Читаем Zulú полностью

La joven mestiza tenía la ropa interior blanca y unas feas cicatrices en el vientre, la cintura, las nalgas y los muslos… Su piel estaba cubierta aquí y allá de señales hinchadas y moradas, unas cicatrices extrañamente rectilíneas. El rostro de Neuman se ensombreció un poco más.

– ¿De qué son esas marcas?

– De alambre de espino… Me envolvía en alambre de espino…

– ¿Gulethu?

Neuman estaba pensando en Nicole, en los arañazos de sus brazos: hierro oxidado, según Tembo.

– Sí -dijo Ntombi-. Me decía que me desnudara, y me ataba con alambre de espino… La ufufuyane -repitió, estremeciéndose-. Decía que estaba poseída… Que si gritaba estaba muerta. Me dejaba así, tirada en el suelo, y me insultaba, me llamaba zorra, puta… y luego me pegaba.

Maia seguía impasible, sentada en la cama -ella también se había cruzado en su vida con más de un loco así.

Ntombi se estremeció en mitad de la habitación, pero Neuman ya no la miraba: Gulethu había querido atar a Nicole con alambre de espino, pero la universitaria no estaba tan ida como él pensaba. Se había defendido: entonces él la había golpeado hasta matarla…

Ntombi volvió a ponerse el vestido, lanzando ojeadas angustiadas a la puerta, como si temiera que su boy-friend fuera a aparecer de un momento a otro.

– ¿Le ocurría a menudo eso de enfadarse tanto?

– Cada vez que estaba excitado -contestó la mestiza-. Siempre con alambre de espino… Era lo que le gustaba a ese pervertido asqueroso… Los demás no estaban al corriente -añadió-.Decía que si se lo contaba, me arrastraría por todo el township atada al tubo de escape de un coche… Yo lo creía.

– ¿La violaba?

– ¡Oh, no! -exclamó ella, con una carcajada-. Eso, ni hablar…

Neuman frunció el ceño:

– ¿Por qué?

– Gulethu era una muía -dijo con desprecio.

Una muía: alguien que rechazaba todo contacto con el sexo opuesto, según la jerga de los townships… A Ali se le encogió el corazón. Gulethu martirizaba a las mujeres pero no las tocaba. Les tenía miedo. Nunca habría podido violar a Kate… Su muerte no era más que una puesta en escena.


***


Janet Helms había seguido la pista de Epkeen.
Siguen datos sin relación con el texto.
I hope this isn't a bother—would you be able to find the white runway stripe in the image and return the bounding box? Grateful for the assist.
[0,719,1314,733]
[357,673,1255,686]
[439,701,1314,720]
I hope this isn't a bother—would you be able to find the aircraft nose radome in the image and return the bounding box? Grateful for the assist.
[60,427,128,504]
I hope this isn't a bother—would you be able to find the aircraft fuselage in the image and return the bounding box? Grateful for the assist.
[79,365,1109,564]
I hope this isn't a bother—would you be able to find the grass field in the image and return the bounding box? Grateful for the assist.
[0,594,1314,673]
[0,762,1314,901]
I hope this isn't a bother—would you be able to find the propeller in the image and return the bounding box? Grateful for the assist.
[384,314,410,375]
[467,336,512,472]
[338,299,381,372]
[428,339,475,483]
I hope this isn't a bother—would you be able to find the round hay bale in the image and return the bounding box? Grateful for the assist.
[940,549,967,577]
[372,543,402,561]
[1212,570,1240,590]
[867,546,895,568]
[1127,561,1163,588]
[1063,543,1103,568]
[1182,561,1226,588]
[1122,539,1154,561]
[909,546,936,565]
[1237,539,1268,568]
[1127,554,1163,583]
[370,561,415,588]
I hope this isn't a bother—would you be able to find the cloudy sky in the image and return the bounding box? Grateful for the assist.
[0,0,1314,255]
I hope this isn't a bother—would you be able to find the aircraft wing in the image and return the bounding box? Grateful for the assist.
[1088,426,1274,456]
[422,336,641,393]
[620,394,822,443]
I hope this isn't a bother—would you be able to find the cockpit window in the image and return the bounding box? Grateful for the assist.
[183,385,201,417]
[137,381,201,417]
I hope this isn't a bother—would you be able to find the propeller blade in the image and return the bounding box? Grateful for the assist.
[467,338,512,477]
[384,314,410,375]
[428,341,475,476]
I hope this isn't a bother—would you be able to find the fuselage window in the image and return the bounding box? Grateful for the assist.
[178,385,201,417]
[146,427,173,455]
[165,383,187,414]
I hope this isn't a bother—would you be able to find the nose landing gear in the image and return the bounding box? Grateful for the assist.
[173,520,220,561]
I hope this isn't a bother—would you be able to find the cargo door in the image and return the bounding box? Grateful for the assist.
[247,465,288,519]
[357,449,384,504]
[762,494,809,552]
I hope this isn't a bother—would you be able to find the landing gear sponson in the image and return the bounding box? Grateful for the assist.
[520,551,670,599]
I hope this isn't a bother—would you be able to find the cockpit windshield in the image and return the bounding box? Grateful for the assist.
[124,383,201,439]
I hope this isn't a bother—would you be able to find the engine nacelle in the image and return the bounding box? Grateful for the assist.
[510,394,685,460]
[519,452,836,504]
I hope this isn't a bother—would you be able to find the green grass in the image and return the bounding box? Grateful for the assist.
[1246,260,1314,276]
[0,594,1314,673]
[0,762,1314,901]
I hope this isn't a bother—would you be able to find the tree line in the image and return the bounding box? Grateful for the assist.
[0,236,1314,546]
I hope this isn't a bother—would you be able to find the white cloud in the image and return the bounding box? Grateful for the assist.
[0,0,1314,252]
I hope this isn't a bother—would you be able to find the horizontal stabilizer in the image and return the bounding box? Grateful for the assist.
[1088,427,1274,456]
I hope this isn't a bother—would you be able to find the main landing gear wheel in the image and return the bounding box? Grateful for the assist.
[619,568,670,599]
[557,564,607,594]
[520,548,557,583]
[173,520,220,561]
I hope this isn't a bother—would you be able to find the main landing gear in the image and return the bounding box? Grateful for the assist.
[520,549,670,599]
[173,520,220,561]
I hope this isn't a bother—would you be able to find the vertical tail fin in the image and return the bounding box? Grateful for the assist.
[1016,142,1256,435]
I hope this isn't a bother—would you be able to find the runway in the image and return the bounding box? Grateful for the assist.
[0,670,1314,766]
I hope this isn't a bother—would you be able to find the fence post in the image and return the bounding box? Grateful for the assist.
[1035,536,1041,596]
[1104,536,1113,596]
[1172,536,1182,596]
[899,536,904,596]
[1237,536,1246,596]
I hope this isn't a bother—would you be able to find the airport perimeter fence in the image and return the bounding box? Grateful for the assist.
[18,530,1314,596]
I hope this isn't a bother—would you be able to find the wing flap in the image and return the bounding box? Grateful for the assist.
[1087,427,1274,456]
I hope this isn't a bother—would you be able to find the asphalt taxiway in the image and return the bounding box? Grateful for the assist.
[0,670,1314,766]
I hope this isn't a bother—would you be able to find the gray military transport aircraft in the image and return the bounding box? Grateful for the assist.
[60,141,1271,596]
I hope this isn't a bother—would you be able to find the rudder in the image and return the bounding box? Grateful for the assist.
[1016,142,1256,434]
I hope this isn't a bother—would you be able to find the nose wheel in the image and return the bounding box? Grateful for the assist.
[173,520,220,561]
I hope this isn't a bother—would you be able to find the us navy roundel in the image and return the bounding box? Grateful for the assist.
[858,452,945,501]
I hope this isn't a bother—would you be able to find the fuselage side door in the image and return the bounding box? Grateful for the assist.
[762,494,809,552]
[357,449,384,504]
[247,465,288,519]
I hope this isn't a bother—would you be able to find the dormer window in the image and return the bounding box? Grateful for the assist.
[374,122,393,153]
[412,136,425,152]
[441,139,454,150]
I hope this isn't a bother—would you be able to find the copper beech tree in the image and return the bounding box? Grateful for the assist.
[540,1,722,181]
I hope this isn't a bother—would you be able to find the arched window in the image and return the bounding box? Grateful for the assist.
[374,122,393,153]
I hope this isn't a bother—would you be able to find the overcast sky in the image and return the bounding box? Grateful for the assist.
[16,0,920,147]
Frank Debeer, el gerente de ATD, era un ex kitskonstable, esos policías a los que se adiestraba en tres semanas, en tiempos del apartheid, para engrosar las filas de los vigilantes. Al caer el régimen, Debeer había trabajado en distintas empresas de policía privada y dirigía desde hacía tres años la agencia ATD de Hout Bay, una compañía de seguridad de las más florecientes: vigilancia, protección personal, tenía sucursales en todo el país. El Pinzgauer aparcado en el hangar de Hout Bay correspondía a la descripción del vehículo sospechoso, y Debeer, a quien la pregunta había pillado desprevenido, no negó haber patrullado aquella noche.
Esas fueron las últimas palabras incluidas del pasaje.